Thursday 10 August 2023

Minffordd Update: Excavations Required

It's not often you return from a research site visit happy that you're going to have to tear things apart, but that's the unusual situation we find ourselves in after our week in Wales.

One of the objectives was to have a good poke around Minffordd Yard, and run the tape measure over some of the buildings, and also to plagerise from the beautiful diorama of Minffordd which is now kept in the museum at the Welsh Highland Heritage Railway.

Our number one concern was about the Maeofferen slate sheds which are a prominent feature at the bottom of the FR's yard.

We'd reached the reluctant conclusion that we only had room to include the larger of the pair on our layout.


Peering through the perspex cover at the museum exhibit (which I believe was built by Dave Perrin) we were confounded to see that he'd managed to find room for both!

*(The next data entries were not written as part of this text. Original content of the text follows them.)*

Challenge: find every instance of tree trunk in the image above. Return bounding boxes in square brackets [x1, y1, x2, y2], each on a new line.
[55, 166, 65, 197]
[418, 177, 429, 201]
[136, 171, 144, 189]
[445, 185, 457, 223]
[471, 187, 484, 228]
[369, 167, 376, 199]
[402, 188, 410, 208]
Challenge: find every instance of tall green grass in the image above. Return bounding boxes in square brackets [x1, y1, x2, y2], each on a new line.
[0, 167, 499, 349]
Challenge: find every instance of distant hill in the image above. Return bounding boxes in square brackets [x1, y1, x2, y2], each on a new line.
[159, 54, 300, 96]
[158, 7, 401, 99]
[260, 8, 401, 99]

The difference, we discovered as we stood and compared with photos on our phones, was that we'd made the slope of the land down from the FR mainline far too generous, which you can see from the photos above.

In fact, when later inspecting the sheds, it become clear that the smaller Maenofferen Bach is slightly cut into the hill.

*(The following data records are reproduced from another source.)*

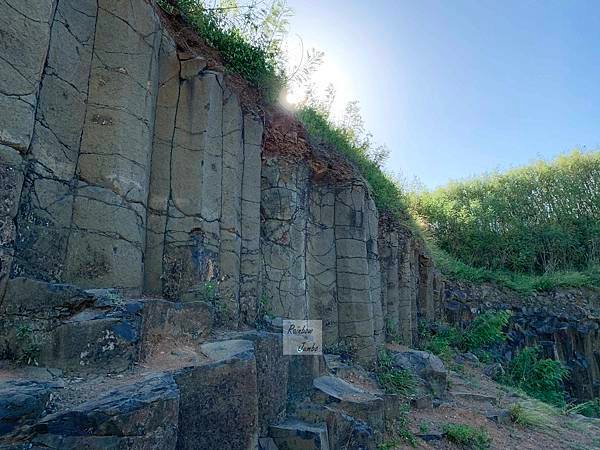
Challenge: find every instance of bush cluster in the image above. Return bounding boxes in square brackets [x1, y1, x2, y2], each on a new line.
[420, 311, 511, 360]
[411, 150, 600, 276]
[502, 346, 570, 407]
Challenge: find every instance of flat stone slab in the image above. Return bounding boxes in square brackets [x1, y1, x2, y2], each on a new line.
[312, 375, 384, 433]
[200, 339, 254, 362]
[313, 375, 381, 404]
[270, 419, 330, 450]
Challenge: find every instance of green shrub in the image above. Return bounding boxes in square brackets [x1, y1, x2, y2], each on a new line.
[420, 311, 510, 359]
[420, 325, 462, 361]
[443, 423, 491, 450]
[377, 349, 416, 396]
[564, 398, 600, 418]
[503, 347, 569, 406]
[412, 150, 600, 276]
[462, 310, 511, 351]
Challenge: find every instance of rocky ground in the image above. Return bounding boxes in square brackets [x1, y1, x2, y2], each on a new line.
[375, 348, 600, 450]
[1, 317, 598, 449]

With a bit of remedial landscaping, and some repositioning of the sidings, we should be able to get both in.

Other errors came to light during our visit.

We had puzzled about the bridge over the lane which forms the scenic break for the Cambrian at the Porthmadog end, and decided that we probably wouldn't be too far wrong with a bog-standard square girder.


But flicking through a book on the shelves in the Harbour station shop, just on the off-chance that it might contain some pictures of Minffordd, I finally discovered the answer!

This bridge, before it was rebuilt in more modern times, had a bow string girder with a wooden palisade on top.

So another bit of re-engineering beckons.

And I also solved another mystery that had been puzzling me about the weigh house building which I am making.

I knew that at some point the original windows at the Porthmadog end were replaced by something a lot more domestic-looking, but I had no idea when that was.

A chance conversation in the pub with a long-standing FR figure revealed that he had scanned a collection of photographs from the 1960s, one of which was a rare picture of this end of the building.


© J Owen

This also revealed a small extra building which I never knew existed, as well as confirming the original, ornate, bargeboards were still in place.

Who said no good ever comes from going to the pub?